Okay, retail... you mention receipts, but these ultimately are connected
with purchase orders, invoices, manifests, inventories, etc--am I right?

How about the case of a retailer who needs to deal with parts for
elevators and needs U+282E2, lip 'elevator'? Or neckties, requiring
U+27639, taai 'tie'.

One can make a special Big5-HKSCS port of the product just for the
Cantonese-speaking market, which will suffice for HK-internal usage, but
what happens when one has to interchange data with factories in mainland
China or southeast Asia, who don't use Big5-HKSCS (or even plain vanilla
Big5)? Not to mention the Cantonese market outside of HK, such as right
across the border in mainland China. Etc etc. e.g., I don't think you'd
want to maintain a (hypothetical) "Hong Kong" edition of your product as
well as a "Guangdong" edition, nor would your clients want to pay for and
use multiple incompatible systems. And even Big5-HKSCS is only a
temporary solution until Unicode (and software based on it) can meet the
same needs.

And what if say, in the near future, you need to ship a Taiwanese-capable
(i.e., Southern Min) product? All that effort for Cantonese is not really
reusable, compared to the fruits of the initial pain and cost of
implementing non-BMP support.

But, to get away from Cantonese specifically for the moment, how about
something as simple as printing the names and addresses of customers,
factories, distributors, et al? This is a problem that afflicts Japanese
and Chinese (across the board). Wouldn't one have a mailing list or other
records with the names of these people and businesses, even if it doesn't
show up on a receipt? (But think how it would be appreciated if you did
print someone's name correctly!) If someone or some place's name happens
to require a character from Plane 2, what're you going to do?
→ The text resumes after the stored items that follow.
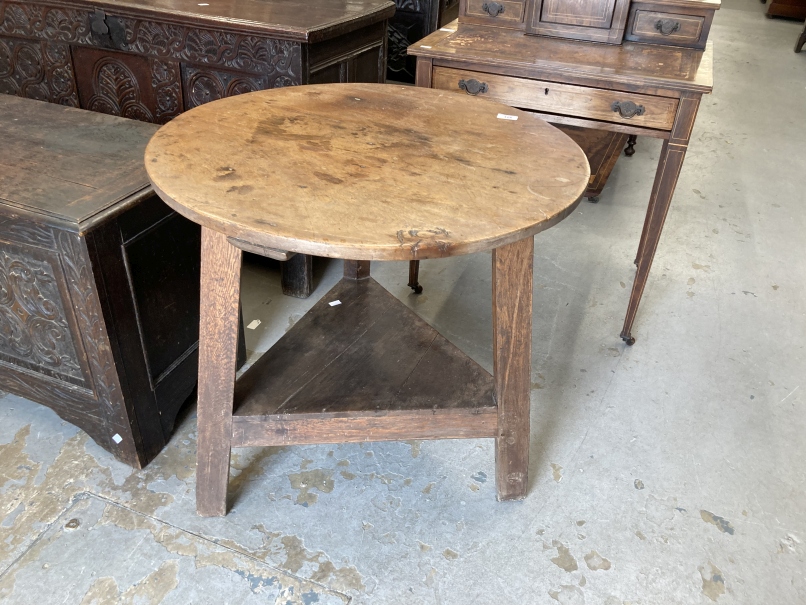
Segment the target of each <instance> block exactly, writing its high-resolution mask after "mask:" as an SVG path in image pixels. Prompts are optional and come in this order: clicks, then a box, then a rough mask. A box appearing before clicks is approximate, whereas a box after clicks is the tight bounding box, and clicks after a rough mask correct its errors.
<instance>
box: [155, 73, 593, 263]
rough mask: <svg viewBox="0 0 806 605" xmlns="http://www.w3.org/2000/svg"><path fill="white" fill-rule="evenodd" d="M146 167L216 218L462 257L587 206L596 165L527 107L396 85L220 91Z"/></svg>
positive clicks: (359, 243)
mask: <svg viewBox="0 0 806 605" xmlns="http://www.w3.org/2000/svg"><path fill="white" fill-rule="evenodd" d="M499 114H501V115H511V116H517V118H518V119H517V120H507V119H500V118H499V117H498V115H499ZM146 170H147V171H148V173H149V176H150V178H151V181H152V183H153V184H154V186H155V189H156V191H157V192H158V193H159V195H160V196H161V197H162V198H163V200H165V201H166V202H167V203H168V204H169V205H170V206H172V207H173V208H174V209H176V210H177V211H178V212H180V213H181V214H183V215H185V216H186V217H188V218H190V219H191V220H194V221H196V222H198V223H200V224H202V225H205V226H207V227H209V228H211V229H214V230H217V231H219V232H222V233H225V234H227V235H229V236H233V237H236V238H239V239H242V240H246V241H250V242H253V243H255V244H259V245H262V246H266V247H269V248H279V249H284V250H291V251H294V252H303V253H306V254H314V255H318V256H327V257H336V258H352V259H358V260H409V259H422V258H436V257H446V256H455V255H459V254H467V253H471V252H477V251H481V250H488V249H491V248H495V247H498V246H501V245H504V244H506V243H510V242H512V241H516V240H518V239H521V238H523V237H527V236H529V235H533V234H535V233H537V232H539V231H542V230H543V229H546V228H548V227H549V226H551V225H553V224H555V223H557V222H558V221H560V220H562V219H563V218H564V217H565V216H567V215H568V214H569V213H570V212H571V211H572V210H573V209H574V207H575V206H576V204H577V203H578V201H579V198H580V196H581V195H582V193H583V192H584V191H585V188H586V186H587V183H588V179H589V176H590V169H589V167H588V161H587V159H586V158H585V155H584V153H583V152H582V150H581V149H580V148H579V147H578V146H577V145H576V144H575V143H574V142H573V141H572V140H571V139H570V138H568V137H567V136H566V135H565V134H563V133H562V132H560V131H559V130H557V129H556V128H554V127H553V126H550V125H549V124H547V123H546V122H544V121H542V120H540V119H539V118H536V117H534V116H532V115H530V114H528V113H525V112H521V111H517V110H515V109H512V108H510V107H507V106H505V105H500V104H498V103H493V102H491V101H486V100H483V99H477V98H471V97H468V96H462V95H457V94H455V93H450V92H444V91H438V90H432V89H424V88H414V87H408V86H393V85H383V84H326V85H318V86H303V87H294V88H283V89H275V90H267V91H260V92H256V93H251V94H246V95H240V96H236V97H231V98H228V99H223V100H220V101H215V102H213V103H208V104H206V105H203V106H201V107H197V108H195V109H193V110H191V111H189V112H186V113H184V114H182V115H180V116H179V117H177V118H175V119H174V120H173V121H172V122H170V123H169V124H167V125H166V126H163V127H162V128H161V129H160V130H159V131H158V132H157V134H156V135H155V136H154V138H153V139H152V140H151V142H150V143H149V145H148V148H147V149H146Z"/></svg>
> My managers could come and ask me to localize our solution for a retailer,
> based in South China, who want their receipts and GUI messages to be in
> Cantonese.
> In *this* case I can push Unicode and fully justify the burden of UTF-16
> support and, especially, the burden of checking that all programmers in the
> team behave themselves with strings (e.g., they won't trim strings blindly,
> leaving a lonely high surrogate at the end of it).
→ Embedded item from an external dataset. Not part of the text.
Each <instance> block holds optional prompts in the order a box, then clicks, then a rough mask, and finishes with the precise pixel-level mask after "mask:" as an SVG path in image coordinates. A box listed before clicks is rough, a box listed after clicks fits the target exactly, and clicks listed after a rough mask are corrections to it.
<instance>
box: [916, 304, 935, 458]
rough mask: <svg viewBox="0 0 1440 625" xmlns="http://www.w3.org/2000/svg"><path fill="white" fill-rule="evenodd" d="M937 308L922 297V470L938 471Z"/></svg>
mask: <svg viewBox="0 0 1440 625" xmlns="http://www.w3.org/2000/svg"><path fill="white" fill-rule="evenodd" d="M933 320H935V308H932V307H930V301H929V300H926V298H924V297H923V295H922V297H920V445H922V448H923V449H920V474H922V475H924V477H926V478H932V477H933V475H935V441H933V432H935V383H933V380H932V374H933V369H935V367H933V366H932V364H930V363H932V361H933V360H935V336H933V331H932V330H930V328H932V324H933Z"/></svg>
I was wondering earlier what kind of Cantonese messages would appear on a
receipt or GUI. There is the issue that people who can read and write
Cantonese are also diglossic in the mainstream standard written Chinese
(based on Mandarin), which is understood by all schooled Chinese. (This
situation is somewhat similar to that of people who are content to use the
US English version of a product rather than one in their own language.)
Written Cantonese has a stigma (albeit decreasing) of being "too
vernacular", and most of its uses are for transcription or depiction of
speech, such as a newspaper or magazine interview, movie scripts and
subtitles, fiction and comic books, print media ads, etc. But perhaps
the client would like their receipts to include a little slogan at the
bottom in Cantonese specific to the particular business, perhaps to show
that they cater to the customer's specific needs, c.f.,
exampleretailstore.ca or exampleretailstore.co.uk domains being clear that
they are doing (or imply they know how to do) local business, rather than
an ambiguous or generic exampleretailstore.com .

> But you can imagine how winning would be the argument of UTF-16 for printing
> pentagrams or on receipts (or algebraic formulae, or an aborted orthographic
> for English, or the script used in Viet-Nam centuries ago)...

Pentagrams? I haven't seen those... where are they?